Yeah I tried my best. He read as being a little bit stupid, I'm not sure if it was stupid or naive. But he's so easy to please. I've really enjoyed playing Jack because he's willing to learn, to absorb and to work hard at the process of part of a group, and part of what is the Blue Heelers, Mt Thomas. Which is kind of what I was, where I was when I came here as well. It was a really big learning experience and I just threw myself in. It's funny when you do play a character sometimes you emulate, or your life emulates what the character's life is going through in some way–uncanny one day. One episode I got pulled over by the cops and that week I got pulled over by the cops, nothing too bad. And it hadn't happened for months and months. But things like that will happen.

The universe works in mysterious ways—
If you start calling on that energy it starts manifesting itself, you've just got to be specific. Don't give me any tickets or anything!
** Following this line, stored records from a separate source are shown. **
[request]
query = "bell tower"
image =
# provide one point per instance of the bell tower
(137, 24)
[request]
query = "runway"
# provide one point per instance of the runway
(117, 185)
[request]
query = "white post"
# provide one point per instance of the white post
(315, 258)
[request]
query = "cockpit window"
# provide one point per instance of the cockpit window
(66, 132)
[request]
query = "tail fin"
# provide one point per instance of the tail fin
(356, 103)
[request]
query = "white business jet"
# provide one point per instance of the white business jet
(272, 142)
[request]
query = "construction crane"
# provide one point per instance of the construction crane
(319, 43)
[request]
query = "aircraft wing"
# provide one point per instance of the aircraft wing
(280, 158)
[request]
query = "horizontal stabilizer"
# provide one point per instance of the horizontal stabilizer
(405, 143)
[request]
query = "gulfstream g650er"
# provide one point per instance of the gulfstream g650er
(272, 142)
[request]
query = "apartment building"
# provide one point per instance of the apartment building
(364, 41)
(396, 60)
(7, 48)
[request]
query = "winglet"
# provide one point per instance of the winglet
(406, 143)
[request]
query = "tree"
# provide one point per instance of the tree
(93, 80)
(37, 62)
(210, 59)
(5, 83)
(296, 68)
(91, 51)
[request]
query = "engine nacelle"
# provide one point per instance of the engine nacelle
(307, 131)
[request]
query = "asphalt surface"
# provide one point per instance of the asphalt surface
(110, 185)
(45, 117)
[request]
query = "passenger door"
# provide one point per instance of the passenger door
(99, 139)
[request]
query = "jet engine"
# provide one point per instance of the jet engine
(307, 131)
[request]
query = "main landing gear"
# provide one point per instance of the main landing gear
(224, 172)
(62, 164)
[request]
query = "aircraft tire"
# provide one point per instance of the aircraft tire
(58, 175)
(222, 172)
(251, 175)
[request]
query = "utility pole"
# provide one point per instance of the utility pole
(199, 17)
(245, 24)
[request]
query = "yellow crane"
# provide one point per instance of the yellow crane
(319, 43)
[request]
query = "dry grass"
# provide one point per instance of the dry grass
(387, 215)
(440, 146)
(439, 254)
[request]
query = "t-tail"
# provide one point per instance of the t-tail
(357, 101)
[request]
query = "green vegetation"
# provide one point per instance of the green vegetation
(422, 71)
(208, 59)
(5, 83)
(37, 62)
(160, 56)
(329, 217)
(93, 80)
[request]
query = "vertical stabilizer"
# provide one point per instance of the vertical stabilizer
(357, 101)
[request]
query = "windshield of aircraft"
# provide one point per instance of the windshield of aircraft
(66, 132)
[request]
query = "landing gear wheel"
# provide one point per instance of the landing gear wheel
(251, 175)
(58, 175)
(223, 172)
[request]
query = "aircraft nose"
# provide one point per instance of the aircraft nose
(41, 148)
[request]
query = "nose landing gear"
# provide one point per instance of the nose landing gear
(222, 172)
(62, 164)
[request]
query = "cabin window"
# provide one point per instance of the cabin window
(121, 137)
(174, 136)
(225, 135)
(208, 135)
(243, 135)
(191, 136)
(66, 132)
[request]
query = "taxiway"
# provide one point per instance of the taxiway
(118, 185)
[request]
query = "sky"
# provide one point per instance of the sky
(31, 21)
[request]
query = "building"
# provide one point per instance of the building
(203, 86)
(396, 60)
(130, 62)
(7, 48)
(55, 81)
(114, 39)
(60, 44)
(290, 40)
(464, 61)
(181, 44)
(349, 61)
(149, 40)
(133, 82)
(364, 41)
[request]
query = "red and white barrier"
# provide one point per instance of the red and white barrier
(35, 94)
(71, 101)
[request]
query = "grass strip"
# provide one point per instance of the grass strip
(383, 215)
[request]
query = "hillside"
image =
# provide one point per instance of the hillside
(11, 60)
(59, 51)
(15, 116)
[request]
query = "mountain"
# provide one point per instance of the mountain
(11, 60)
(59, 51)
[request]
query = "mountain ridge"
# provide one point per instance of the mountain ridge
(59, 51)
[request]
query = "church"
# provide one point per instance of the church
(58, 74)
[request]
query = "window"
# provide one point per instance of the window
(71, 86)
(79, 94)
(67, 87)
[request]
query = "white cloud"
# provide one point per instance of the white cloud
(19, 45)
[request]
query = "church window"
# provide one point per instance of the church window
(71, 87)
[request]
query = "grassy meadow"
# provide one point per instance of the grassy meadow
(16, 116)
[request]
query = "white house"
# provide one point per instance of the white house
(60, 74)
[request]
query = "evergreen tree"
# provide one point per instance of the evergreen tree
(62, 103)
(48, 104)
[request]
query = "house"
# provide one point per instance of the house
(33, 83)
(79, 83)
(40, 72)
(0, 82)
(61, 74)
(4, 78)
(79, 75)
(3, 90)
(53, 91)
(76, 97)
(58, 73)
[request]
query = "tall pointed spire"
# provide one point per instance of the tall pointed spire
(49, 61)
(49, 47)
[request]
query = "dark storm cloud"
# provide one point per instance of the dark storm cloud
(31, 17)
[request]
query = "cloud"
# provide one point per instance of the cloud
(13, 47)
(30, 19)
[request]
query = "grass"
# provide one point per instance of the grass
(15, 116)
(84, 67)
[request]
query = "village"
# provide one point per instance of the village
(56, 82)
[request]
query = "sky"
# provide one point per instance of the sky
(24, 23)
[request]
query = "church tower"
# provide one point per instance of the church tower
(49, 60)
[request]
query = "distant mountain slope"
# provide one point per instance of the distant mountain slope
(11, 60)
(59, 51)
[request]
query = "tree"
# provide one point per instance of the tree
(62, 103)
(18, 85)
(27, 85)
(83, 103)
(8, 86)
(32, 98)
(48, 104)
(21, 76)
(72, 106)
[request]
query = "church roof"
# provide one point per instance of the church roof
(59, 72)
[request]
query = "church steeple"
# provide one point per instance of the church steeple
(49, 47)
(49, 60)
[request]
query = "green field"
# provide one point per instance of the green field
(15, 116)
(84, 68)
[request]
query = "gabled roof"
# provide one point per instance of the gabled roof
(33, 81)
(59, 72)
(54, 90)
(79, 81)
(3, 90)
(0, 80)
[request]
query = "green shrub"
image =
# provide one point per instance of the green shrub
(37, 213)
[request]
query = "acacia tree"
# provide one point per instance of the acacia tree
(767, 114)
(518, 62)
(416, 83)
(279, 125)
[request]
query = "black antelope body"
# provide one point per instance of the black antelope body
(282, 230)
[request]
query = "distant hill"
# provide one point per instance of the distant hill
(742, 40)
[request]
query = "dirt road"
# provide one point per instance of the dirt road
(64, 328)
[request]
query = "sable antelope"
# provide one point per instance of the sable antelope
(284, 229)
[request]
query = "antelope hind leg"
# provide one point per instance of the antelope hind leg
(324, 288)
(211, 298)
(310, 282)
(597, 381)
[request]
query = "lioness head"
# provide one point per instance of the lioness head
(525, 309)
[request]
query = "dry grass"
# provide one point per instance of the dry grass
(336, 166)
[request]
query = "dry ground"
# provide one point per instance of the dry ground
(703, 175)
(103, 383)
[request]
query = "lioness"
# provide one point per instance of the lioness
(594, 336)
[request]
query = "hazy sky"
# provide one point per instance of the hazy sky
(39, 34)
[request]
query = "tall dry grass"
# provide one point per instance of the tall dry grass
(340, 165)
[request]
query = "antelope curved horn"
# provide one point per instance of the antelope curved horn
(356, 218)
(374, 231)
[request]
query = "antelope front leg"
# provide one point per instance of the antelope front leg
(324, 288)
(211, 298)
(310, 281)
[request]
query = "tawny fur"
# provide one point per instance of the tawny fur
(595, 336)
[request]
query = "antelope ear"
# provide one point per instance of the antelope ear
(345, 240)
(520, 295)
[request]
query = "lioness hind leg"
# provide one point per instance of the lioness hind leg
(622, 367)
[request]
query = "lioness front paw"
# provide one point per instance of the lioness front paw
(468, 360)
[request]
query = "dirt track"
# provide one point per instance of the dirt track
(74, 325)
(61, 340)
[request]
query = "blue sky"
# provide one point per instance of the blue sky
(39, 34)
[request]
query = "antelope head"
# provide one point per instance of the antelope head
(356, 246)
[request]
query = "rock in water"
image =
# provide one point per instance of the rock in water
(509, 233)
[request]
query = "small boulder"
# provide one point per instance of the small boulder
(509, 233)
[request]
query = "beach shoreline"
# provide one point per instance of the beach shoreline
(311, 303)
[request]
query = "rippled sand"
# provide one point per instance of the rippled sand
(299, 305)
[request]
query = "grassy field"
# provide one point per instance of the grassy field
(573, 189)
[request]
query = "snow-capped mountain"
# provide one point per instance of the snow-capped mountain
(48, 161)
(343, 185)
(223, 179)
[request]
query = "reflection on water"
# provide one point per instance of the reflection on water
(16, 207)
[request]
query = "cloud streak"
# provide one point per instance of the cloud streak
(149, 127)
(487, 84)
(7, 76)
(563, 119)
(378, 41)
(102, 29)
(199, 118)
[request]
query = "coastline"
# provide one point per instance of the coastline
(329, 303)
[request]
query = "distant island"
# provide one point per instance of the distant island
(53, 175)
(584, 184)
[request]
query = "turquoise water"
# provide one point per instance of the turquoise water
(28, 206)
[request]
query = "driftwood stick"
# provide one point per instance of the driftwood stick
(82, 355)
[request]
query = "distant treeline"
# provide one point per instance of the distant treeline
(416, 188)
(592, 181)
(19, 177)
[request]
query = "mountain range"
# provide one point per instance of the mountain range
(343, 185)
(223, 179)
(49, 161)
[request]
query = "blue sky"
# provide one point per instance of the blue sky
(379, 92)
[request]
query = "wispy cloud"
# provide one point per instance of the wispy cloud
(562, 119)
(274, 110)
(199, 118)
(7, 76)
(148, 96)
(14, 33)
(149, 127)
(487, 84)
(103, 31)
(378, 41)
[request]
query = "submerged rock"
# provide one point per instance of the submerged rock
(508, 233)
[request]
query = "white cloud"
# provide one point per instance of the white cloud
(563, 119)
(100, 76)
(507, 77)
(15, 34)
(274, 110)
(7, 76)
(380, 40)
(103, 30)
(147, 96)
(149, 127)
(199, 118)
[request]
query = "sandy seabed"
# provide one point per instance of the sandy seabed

It was pretty good when he started, pretty quickly he was solving things, using his initiative. Because he did seem a bit naive when he first came in. We soon found out that he did have an inquiring mind and was willing to put in the work
Essentially that's what it boils down to. He wants to be a cop, he wants to be a country cop with a place in a community and have a life there. It keeps cropping up with Jack, he won't do things by the book but do it his own way

Which is the way he thinks is right
Which is common sense, mostly. Sometimes he gets lost, he's not always right.

We had a poll up on the website asking who is your favourite Blue Heeler's character. I was really surprised with the outcome because Jack got several hundred votes and that was only three weeks after he started.
Get out of here.

Obviously Maggie and PJ were the most popular, but you've obviously struck a chord with lots of people. Often when there's a new character people won't necessarily pay attention. But to say you're the favourite character straight away, you must be doing a good job. Have you had any feedback?
I had feedback last night, a girl came up to me in a cafe and said aren't you—? It was funny because I had a four-day growth and had been at the beach all weekend. It's when I look my worst that people recognise me–not when I'm shaven and ready for work. She said I really like your character it's come into the show well, he really fits in. And that was really nice because you wonder what you're like in the show. When you're in theatre, you get a really immediate response. With TV it's your parent, your friend who comments and it's really the punter you want to know about, because that's who watches the show full time. That's the wonderful thing about Jack the writers have given him a whole palette of possibilities. He's like a young seed that can grow into any shape of tree that he wants.He can make as many mistakes as possible, and the audience might be thinking don't go there, but he gets away with it because he's still learning..

I think they'd just take it as he's learning as he goes along with everything contributing to what's happening. And it's seems to me that there is room for Jack to be very prominent the future. What would you like to see happen to him?
I'd like to see him, as a person, really come into his full potential. I think for Jack–I think in terms of career–it would be really cool to see where he'd choose to go outside of regular policing as the next step. Special response or forensics or something where he didn't have to deal with so many armed robberies, but problem solving and people.

Do you think he'd miss that field work though, if he was in a lab or—
Yeah, absolutely. There's a huge range of possibility in the police force from drugs to gaming to fraud to murder/homicide. So there's all these different areas and there's alot still available with people, you don't realise that there's that much field work.

So you wouldn't be tempted to join the force?
Couldn't be a walker, whatever they call them. I couldn't do the five years on the beat.

Did you do any research, I know that Martin hung out with the police when he first started.
Yeah I did my time and I have alot of respect, no amount of respect would be enough. They really work hard and they get shitty pay, and they get the shit of society thrown at them every day; rapes, murders, junkies, drugs.